In the last issue we did a story about the Journal de Montreal’s news piece on Chibougamau. In the article the people interviewed seemed to show a distinctly racist attitude towards the Cree. We gave coverage to it because at the Nation we believe such attitudes cannot go unquestioned or unreported. Mayor Bubar says his words were taken out of context. I believe him. My family knows this man as one who took in our niece when she attended school in Chibougamau. During that time we met with him regularly and found him to want to work with the Crees. He believes the people of the North should and have to work together in order to have a better life for all.

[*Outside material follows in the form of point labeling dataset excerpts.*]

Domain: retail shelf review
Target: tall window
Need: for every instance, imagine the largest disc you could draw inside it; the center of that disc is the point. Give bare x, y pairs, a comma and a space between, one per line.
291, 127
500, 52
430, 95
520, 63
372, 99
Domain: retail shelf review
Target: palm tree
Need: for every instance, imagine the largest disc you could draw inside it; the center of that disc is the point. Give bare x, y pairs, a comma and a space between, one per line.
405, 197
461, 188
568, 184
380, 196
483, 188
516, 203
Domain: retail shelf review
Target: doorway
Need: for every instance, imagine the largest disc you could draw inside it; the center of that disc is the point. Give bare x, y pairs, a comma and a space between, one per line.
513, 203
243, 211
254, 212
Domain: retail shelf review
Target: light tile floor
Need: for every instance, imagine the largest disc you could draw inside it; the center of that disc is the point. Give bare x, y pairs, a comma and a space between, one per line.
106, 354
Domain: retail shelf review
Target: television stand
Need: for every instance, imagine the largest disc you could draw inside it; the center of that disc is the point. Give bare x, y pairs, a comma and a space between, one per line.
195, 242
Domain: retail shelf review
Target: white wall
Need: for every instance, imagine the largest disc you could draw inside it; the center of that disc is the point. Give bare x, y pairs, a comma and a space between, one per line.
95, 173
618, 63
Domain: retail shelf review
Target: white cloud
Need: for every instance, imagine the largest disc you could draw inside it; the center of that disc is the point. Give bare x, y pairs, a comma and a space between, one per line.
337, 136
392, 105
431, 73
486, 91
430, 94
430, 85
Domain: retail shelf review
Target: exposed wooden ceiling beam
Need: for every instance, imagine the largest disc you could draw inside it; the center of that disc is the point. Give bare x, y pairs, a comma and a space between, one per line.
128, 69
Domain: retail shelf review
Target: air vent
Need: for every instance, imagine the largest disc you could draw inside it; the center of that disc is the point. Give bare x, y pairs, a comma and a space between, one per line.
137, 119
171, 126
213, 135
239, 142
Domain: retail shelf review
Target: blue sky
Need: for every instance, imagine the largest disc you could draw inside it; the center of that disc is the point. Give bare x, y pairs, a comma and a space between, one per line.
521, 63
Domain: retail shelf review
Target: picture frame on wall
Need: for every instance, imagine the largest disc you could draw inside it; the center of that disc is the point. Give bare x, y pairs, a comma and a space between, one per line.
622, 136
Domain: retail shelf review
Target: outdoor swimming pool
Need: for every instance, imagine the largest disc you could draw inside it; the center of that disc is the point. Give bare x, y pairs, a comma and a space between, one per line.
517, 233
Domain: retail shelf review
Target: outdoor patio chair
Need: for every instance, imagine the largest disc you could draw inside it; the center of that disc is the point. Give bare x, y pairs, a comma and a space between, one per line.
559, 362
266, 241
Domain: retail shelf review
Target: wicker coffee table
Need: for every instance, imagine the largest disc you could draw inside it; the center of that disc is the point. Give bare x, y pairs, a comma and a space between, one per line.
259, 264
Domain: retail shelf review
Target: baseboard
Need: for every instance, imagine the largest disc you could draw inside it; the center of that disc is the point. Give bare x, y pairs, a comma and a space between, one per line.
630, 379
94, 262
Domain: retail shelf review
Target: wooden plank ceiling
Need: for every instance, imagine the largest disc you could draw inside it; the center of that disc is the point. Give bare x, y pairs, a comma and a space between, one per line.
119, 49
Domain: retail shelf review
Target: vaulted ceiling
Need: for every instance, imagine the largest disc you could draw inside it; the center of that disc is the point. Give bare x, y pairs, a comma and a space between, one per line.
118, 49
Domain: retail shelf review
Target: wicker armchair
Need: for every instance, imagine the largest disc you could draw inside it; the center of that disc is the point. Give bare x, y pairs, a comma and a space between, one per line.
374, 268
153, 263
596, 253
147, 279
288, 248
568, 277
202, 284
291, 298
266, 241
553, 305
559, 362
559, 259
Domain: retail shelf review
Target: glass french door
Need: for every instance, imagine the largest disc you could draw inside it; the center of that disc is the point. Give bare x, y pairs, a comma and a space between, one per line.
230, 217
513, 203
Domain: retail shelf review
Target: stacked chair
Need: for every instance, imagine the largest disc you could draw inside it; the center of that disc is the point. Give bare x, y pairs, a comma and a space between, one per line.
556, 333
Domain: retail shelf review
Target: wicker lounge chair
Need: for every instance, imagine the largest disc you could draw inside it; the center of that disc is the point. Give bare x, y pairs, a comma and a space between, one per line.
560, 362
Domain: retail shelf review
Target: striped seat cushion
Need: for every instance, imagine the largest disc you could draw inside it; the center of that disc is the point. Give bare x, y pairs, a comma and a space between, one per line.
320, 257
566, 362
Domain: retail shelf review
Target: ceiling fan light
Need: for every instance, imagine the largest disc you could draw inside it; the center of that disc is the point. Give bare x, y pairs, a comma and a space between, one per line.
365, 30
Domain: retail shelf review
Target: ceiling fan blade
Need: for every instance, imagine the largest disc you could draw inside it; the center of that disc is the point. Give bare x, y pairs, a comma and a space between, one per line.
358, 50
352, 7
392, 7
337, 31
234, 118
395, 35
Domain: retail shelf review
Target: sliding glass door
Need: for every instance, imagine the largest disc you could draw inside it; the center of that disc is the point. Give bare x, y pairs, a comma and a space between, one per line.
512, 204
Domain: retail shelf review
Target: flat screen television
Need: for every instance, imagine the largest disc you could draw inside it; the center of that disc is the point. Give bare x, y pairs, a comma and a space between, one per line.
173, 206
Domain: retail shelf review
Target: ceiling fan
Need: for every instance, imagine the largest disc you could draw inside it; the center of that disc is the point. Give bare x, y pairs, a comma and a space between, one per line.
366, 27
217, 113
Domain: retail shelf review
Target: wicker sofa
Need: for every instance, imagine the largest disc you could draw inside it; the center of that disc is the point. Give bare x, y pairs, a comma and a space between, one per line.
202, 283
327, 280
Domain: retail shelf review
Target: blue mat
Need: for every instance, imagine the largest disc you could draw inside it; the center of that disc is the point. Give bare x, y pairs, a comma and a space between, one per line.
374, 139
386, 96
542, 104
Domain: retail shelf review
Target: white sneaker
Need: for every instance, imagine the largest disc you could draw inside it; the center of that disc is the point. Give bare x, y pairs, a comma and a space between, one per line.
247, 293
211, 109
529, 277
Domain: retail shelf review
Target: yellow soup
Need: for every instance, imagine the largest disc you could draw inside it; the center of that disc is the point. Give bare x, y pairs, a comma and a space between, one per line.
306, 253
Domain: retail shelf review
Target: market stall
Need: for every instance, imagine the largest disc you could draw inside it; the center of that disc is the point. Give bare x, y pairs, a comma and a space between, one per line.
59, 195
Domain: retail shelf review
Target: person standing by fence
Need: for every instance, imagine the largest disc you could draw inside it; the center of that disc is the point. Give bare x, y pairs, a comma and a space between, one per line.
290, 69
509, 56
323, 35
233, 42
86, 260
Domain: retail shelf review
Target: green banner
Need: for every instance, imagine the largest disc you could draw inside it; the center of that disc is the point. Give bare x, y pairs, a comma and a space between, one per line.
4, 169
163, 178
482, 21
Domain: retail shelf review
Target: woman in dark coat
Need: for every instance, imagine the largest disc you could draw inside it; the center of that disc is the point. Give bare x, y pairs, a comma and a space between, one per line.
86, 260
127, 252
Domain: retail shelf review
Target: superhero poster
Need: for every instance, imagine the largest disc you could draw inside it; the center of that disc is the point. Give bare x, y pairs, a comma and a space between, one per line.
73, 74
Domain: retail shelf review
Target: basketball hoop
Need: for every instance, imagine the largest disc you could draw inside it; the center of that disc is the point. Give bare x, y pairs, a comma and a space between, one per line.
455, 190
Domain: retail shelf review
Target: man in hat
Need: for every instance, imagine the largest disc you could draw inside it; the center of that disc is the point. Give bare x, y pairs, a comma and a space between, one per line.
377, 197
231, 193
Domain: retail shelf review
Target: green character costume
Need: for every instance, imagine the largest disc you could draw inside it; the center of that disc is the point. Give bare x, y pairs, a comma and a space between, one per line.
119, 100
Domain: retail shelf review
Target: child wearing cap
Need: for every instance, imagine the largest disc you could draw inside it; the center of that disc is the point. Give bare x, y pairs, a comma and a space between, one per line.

“Pat,” who remains anonymous in the Journal de Montreal story, is on the other hand a recognizable bigot. He feels that it’s not right if some Crees have a higher standard of living than he does. That situation somehow threatens him.
We don’t like people like “Pat.” Crees are no strangers to racism directed at them.
The reverse though is unfortunately a part of reality. When I went to Mistissini for the holidays I took a little trip into Chibougamau. In one of the bars I saw a young Cree man verbally abuse the other patrons.
He launched into a triage against the “white man.” He swore and shouted at the patrons of the bar. Not a single person got up and I could see the anger on their faces. I was ashamed of his actions and tried to talk to him. He wouldn’t listen but another Cree managed to get him out of the bar.
Such actions on both sides of the fence are unacceptable. I believe that all cultures and races have loudmouthed bigots and unfortunately they are the ones that we hear the most.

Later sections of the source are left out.